As of 2022, all three cloud operators give their customers cloud carbon calculators, although Microsoft’s is only available if you have an Enterprise Azure contract. How these figures are calculated is a separate question. Google and Microsoft provide details about their methodology, but AWS does not. AWS also uses market-based GHG Protocol calculations whereas Google uses location-based reporting. Location-based is more useful because it considers where the electricity is consumed in relation to carbon mitigation in that region e.g. renewables on the same grid as the data center. It’s generally accepted practice to report both, but location-based reporting is important for encouraging demand for more clean energy where it is actually consumed.
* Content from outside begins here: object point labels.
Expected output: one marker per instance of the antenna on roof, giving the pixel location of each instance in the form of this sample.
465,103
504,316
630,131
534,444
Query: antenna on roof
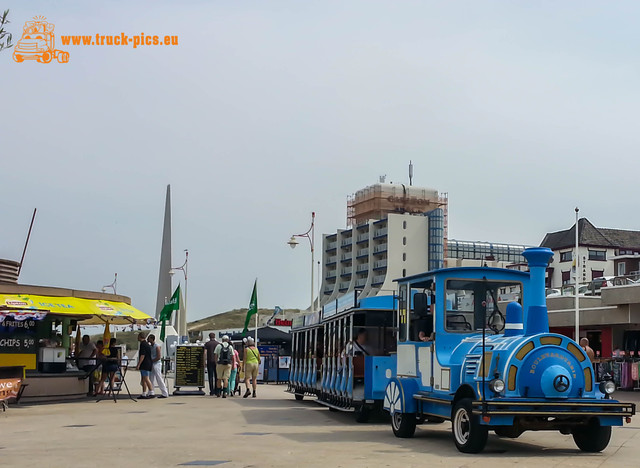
410,172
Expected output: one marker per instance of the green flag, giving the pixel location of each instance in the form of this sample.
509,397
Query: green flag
167,310
253,308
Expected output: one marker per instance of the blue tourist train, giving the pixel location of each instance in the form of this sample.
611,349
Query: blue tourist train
345,354
470,345
490,363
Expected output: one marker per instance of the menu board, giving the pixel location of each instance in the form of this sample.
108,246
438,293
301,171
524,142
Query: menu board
189,366
18,336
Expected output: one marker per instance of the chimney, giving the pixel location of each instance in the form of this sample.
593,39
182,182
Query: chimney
537,318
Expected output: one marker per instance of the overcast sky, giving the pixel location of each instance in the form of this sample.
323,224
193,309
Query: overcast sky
266,111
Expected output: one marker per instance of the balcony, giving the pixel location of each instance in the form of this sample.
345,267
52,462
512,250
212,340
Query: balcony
379,264
363,237
380,232
380,248
362,253
378,279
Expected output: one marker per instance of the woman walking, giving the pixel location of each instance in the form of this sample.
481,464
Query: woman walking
235,366
251,364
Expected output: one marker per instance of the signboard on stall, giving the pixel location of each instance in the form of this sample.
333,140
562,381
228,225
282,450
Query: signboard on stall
9,388
269,361
189,366
18,339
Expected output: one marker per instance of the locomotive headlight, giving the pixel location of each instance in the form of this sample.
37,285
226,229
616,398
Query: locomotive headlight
607,387
496,385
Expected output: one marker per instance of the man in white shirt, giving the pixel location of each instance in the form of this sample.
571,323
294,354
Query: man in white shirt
224,360
156,371
86,359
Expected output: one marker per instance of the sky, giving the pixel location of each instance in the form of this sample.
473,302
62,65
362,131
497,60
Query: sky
268,110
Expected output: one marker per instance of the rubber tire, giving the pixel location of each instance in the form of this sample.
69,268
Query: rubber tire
403,424
478,434
593,438
362,414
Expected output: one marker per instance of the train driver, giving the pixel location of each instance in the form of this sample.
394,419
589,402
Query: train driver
360,347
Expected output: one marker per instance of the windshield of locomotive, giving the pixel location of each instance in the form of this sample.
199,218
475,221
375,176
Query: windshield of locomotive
474,304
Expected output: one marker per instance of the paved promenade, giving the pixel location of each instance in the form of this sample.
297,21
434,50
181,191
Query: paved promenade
272,430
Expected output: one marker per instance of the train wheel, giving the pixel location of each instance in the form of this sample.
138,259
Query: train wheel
403,424
45,58
362,414
468,434
592,438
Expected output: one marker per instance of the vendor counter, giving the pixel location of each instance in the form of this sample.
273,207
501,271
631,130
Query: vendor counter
49,387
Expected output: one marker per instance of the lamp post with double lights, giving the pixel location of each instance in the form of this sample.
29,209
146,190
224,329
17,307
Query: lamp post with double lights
182,319
310,235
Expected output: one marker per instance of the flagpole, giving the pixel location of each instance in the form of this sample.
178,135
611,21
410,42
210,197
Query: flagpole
577,295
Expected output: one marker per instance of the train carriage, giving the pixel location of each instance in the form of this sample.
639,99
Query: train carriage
474,347
328,362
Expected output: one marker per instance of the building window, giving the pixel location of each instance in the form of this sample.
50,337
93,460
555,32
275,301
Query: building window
566,256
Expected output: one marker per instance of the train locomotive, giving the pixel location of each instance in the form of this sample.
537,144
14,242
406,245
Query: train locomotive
474,348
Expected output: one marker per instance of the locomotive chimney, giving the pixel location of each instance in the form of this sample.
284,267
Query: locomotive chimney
537,318
513,324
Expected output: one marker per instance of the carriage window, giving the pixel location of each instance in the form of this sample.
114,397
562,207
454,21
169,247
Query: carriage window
402,313
472,304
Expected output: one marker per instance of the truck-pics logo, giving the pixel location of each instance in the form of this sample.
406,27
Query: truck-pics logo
38,43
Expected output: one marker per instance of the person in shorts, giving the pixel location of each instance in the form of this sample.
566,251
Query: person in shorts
224,359
251,363
145,366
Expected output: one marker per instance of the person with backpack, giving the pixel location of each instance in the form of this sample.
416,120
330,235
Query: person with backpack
251,366
224,359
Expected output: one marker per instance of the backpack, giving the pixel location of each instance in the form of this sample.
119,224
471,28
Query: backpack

Hyperscale providers operate at such a scale that they can justify activities such as Google building their own servers (Metz, 2016; GCP, 2017) and Microsoft constructing the first ever gas data center (Belady & James, 2017), all of which contribute to improving energy efficiency. The technology sector is also the largest purchaser of renewables (Kamiya, and Kvarnström, 2019) (but what does 100% renewable actually mean?).
Efficiency challenges ahead? #
Although the last 20 years have seen major efficiency improvements, predictions suggest these may be coming to an end. As a result of market growth and diminishing returns from existing approaches to efficiency improvements there is a suggestion that data center energy usage will double by 2030. If electricity continues to be a major source of data center energy and is generated from non-renewable sources, data center emissions could exceed the aviation industry which is currently responsible for 2% of annual human-generated CO2 (IATA, 2020).
Data center energy projections have been wrong in the past (Malmodin and Lundén, 2018; Jones, 2018; Masanet et al, 2019) and improvements such as fuel cell powered data centers are promising. However, several scenarios could combine to hamper future improvements:
- Moore’s Law states that CPU performance per watt doubles every 1.5 years (Bashroush, 2018). If data center hardware continues to only be refreshed every 4.4 years, then major efficiency improvements may be missed (Bashroush, 2018). This also assumes that Moore’s Law will continue, which is uncertain (Huang, 2015). Can we overcome the physical limits of ever-smaller chips? If replacement cycles become more frequent, how will that affect other environmental metrics such as embodied energy and waste?
- The introduction of new types of chips for specialist applications e.g. Graphics Processing Units (GPUs) for machine learning, could draw more power with unknown efficiency profiles (Shehabi et al, 2018). What efficiency profile will these chips have, and will we see historically similar performance per-watt improvements?
- Hyperscale data centers are often in regions with abundant access to renewable energy, such as Google’s Finland data center (Google, 2018). However, these locations tend to be away from population centers which means higher network response times as data must travel further to the end-user. As urbanisation increases, the need for low latency will require data centers to be sited closer to the user (Kass and Ravagni, 2019) but these locations may be less suitable for access to renewable sources of electricity or natural water sources for cooling. Can this be mitigated by gas fuel cells?
Conclusions #
Data center energy usage is significant but historical efficiency improvements mean that growth has decoupled from energy consumption. Trends such as the cloud allow efficiency improvements to take place at huge scale but there are problems on the horizon. Approaching the physical limits of Moore’s Law and new technologies such as machine learning mean historical improvements cannot be assumed. The data center industry is changing rapidly and how that will affect energy profiles is uncertain.